De toute évidence la pensée de Fersen était la seule qui fût capable de chasser les chagrins de Marie-Antoinette. Gilles s’exécuta brièvement mais avec, cette fois, la satisfaction d’entendre rire la Reine.
— Voilà donc la raison pour laquelle il ne se montrait plus les derniers jours ? Un œil poché ! Mon Dieu ! Est-il coquet ! Mais, j’y pense, vous devez être fort mal ensemble vous et lui ?
— Fort mal, je le crains, Madame. J’en éprouve de la peine car je lui dois beaucoup.
— J’arrangerai cela car sa colère envers vous était injuste. Et puis, il me semble que, si vous devez beaucoup à Monsieur de Fersen, vous le lui avez rendu. En outre, c’est la Reine à présent qui vous doit beaucoup.
— La Reine ne me doit rien. Je suis son serviteur et la joie de la voir sourire constitue la plus belle des récompenses.
Elle hocha la tête avec un mouvement plein de grâce.
— Ne devenez pas courtisan, seigneur Gerfaut, vous me plairiez moins ! Continuez seulement à bien servir le Roi… car c’est à lui n’est-ce pas que va le plus chaud de votre dévouement ? C’est bien normal d’ailleurs.

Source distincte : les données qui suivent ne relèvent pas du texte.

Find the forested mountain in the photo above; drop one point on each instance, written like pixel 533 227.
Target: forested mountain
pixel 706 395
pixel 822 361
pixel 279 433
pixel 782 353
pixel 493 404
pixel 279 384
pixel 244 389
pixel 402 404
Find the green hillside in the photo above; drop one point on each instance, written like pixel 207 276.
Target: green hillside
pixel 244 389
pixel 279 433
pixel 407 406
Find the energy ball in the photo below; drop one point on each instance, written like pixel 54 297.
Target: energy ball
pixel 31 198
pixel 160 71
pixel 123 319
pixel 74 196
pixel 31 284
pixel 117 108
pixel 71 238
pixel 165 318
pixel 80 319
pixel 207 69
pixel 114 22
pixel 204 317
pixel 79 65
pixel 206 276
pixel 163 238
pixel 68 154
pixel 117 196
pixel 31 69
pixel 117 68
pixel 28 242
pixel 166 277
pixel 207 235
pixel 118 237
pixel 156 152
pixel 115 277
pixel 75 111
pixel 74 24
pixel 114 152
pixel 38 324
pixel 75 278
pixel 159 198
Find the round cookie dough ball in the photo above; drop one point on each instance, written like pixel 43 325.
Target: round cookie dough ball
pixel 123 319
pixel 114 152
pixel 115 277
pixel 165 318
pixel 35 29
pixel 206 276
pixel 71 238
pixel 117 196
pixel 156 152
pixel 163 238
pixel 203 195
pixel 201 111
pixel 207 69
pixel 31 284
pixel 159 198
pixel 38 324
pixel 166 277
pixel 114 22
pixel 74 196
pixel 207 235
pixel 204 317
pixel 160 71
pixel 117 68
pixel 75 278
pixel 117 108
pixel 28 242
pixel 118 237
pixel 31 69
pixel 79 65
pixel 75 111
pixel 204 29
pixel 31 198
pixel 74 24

— J’appartiens au Roi, c’est vrai, mais j’appartiens aussi à la Reine. Pourquoi oserais-je des préférences ?
— Peut-être parce que le Roi est sans mystère… tandis que la Reine a son secret. Un secret que vous possédez, ajouta-t-elle en rougissant légèrement.
Le visage fier du jeune homme s’éclaira d’un sourire.
— Je serais un bien triste sire, Madame, si, mis par le hasard au courant d’une affaire privée concernant une femme, fût-elle reine, j’osais m’en souvenir encore la minute suivante. Le secret des cœurs appartient à Dieu et la Reine est sacrée.